Numeracy and math skills among adults and children in the United States routinely rank poorly relative to those from comparable nations. Progress in mathematics education can be facilitated by identification and removal of factors that impede math engagement and learning. One such factor is anxiety about mathematics. Math anxiety predicts avoidance of math and poor math achievement, and disproportionately affects individuals with math learning disabilities, women, minorities, and those from lower socio- economic backgrounds. Although substantial work has demonstrated the various correlates and deleterious effects of math anxiety, there is much less direct evidence about what causes it. The main goal of this research is to explore one potential cause of math anxiety that has received relatively little research attention: time-pressure. Time-pressure is a major aspect of math instruction and assessment, from elementary classrooms to university lecture halls. This research project, conducted by researchers from Georgetown University, will address three primary questions: (1) Does time-pressure in math settings cause math anxiety in-the-moment and, if so, are there physiological markers that identify on whom it has the greatest impact? (2) Does time-pressure have long-term implications for math learning, future resilience to time pressure, and math anxiety? (3) Does exposure to time-pressure in math settings have differential implications, whether positive or negative, depending on when in development that exposure occurred? The project is funded by a CAREER award from the EHR Core Research (ECR) program, which supports work that advances the fundamental research literature on STEM learning.
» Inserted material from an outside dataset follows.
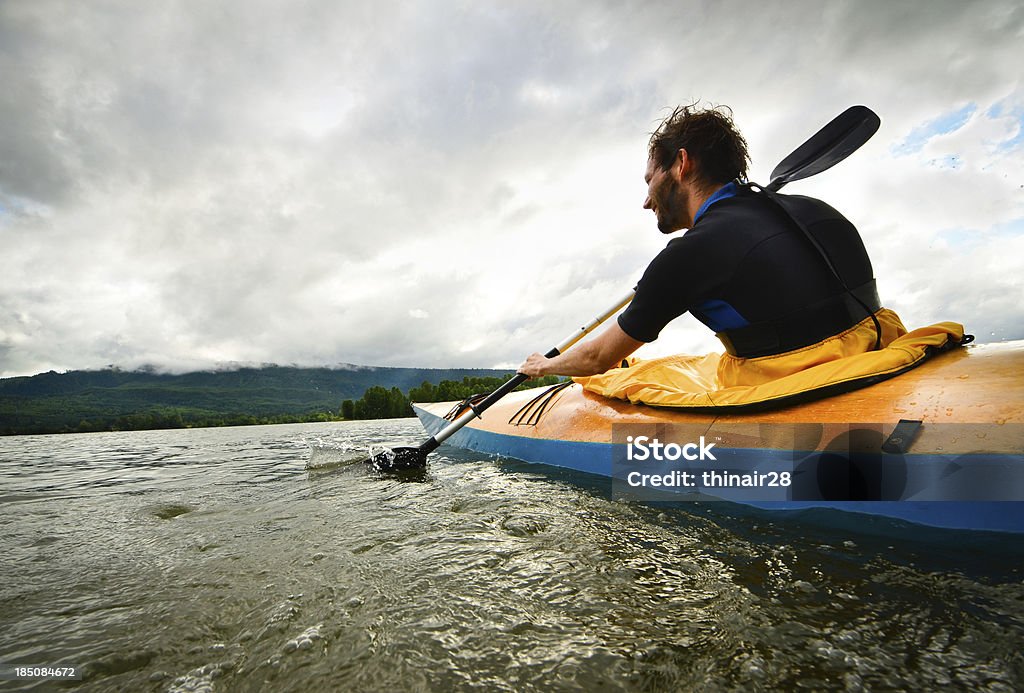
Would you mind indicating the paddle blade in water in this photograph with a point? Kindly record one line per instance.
(398, 460)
The project will use both an experimental approach (randomized controlled trial) and a longitudinal approach (cross-lagged longitudinal design). The investigators will also examine three different age groups for whom time-pressure in math settings is highly relevant, but may respond to this time-pressure in different ways: elementary (2nd grade), middle-school (8th grade), and college students. They will examine whether time- pressure impacts math anxiety and math performance in-the-moment, the impact time-pressure has on math learning and trait-level math anxiety, and whether exposure to time-pressure modulates the reciprocal interplay between changes in math anxiety and math ability across development. They will use behavioral as well as physiological measures of anxiety such as cardiac activity. Together, this work has the potential to inform decisions made by instructors about how to assess and encourage students to practice basic math skills. More broadly, these decisions have implications for consolidation of math skills in children and adults, changing attitudes about math, and equality of access to STEM careers.
This award reflects NSF's statutory mission and has been deemed worthy of support through evaluation using the Foundation's intellectual merit and broader impacts review criteria.